Bununla ilgili bir makale okuduğum an aklıma haksızlığa, katliamlara, soykırımlara ve halkların kurtuluşu adına direnen yiğitler geldi. Selam olsun. Kurtuluş yakın olsun.

Ortadoğu sorunu ve Türkiye. Birbiri ile yakından ilişkili iki kelime. Şu an Türkiye de yaşanan savaş ve öncesinde de Filistin’in siyonistlere karşı vermiş oldukları mücadeleye biraz değinmek istiyorum.
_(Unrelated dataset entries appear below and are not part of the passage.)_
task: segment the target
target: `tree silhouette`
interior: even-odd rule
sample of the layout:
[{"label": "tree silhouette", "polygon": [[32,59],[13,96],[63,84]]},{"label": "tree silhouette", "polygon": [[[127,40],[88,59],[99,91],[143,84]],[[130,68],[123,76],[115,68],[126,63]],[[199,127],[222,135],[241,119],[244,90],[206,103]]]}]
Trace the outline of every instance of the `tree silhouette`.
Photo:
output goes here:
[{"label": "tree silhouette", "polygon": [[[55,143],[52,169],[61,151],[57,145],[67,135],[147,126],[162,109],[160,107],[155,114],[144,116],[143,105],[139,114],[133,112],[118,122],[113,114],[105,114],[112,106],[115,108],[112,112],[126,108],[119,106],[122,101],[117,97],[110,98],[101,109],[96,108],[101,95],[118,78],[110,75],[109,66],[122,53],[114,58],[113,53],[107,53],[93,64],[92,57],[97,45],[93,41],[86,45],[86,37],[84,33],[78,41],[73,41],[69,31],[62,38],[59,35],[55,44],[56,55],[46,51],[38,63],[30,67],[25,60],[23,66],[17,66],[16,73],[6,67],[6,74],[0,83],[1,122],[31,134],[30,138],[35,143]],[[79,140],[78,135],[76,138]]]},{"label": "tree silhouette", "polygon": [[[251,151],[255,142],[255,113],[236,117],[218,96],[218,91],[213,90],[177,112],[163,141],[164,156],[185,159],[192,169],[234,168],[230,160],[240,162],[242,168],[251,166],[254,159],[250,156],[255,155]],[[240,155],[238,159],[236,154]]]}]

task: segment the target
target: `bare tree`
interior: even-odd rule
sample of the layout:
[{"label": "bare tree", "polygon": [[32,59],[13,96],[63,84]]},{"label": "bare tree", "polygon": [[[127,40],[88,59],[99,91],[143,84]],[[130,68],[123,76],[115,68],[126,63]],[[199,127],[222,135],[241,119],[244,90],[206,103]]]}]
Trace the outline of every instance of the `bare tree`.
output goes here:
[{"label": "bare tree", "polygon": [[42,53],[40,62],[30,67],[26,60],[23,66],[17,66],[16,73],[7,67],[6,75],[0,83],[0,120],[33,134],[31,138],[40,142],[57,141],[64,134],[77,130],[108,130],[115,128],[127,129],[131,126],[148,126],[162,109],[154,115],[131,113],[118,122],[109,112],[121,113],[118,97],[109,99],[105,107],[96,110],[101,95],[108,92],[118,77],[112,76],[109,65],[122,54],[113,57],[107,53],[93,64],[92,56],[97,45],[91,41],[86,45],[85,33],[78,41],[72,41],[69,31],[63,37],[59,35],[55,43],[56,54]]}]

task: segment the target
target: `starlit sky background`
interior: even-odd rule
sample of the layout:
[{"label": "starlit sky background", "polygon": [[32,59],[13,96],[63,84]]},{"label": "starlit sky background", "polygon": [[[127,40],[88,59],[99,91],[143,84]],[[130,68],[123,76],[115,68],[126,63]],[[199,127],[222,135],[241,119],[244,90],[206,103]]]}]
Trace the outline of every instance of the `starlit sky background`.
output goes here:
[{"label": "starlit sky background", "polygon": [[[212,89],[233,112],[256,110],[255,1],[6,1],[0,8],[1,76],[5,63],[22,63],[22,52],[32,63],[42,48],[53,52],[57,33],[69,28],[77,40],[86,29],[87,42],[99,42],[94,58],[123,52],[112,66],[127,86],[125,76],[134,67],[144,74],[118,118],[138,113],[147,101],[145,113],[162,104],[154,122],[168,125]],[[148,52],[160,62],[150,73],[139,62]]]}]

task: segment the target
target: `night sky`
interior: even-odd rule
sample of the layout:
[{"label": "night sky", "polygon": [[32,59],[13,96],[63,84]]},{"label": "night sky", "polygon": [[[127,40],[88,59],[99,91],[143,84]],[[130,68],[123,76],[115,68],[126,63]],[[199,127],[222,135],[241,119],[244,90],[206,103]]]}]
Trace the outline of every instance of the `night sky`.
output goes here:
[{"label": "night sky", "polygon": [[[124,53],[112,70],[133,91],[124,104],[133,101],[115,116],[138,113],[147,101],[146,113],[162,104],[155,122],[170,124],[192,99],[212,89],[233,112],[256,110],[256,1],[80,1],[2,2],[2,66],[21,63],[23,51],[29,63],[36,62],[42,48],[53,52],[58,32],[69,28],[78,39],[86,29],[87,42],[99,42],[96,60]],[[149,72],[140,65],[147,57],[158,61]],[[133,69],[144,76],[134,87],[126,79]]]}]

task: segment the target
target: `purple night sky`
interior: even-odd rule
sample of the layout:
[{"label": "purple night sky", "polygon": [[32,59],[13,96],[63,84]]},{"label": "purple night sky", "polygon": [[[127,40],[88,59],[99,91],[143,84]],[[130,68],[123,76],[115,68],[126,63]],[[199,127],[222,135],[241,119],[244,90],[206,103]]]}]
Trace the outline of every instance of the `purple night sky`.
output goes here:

Birinci Siyonist Kongresiyle birlikte (29 Ağustos 1897- Basel) Filistin’e birçok siyonist göçmen göç etmeye başlamıştır. Çünkü kongrede bir yahudi devletinin bu bölgeye kurulması kararı alınmıştır. Ve süregelen savaşlardan sonra da 14 Mayıs 1948 yılında İsrail devleti kurulmuştur. İsrail’in kuruluşunu ilan etmesiyle birlikte bölgede tansiyon artmıştır ve 1964 yılında Filistin’i özgürleştirmek adına “Filistin Kurtuluş Örgütü” kurulmuştur.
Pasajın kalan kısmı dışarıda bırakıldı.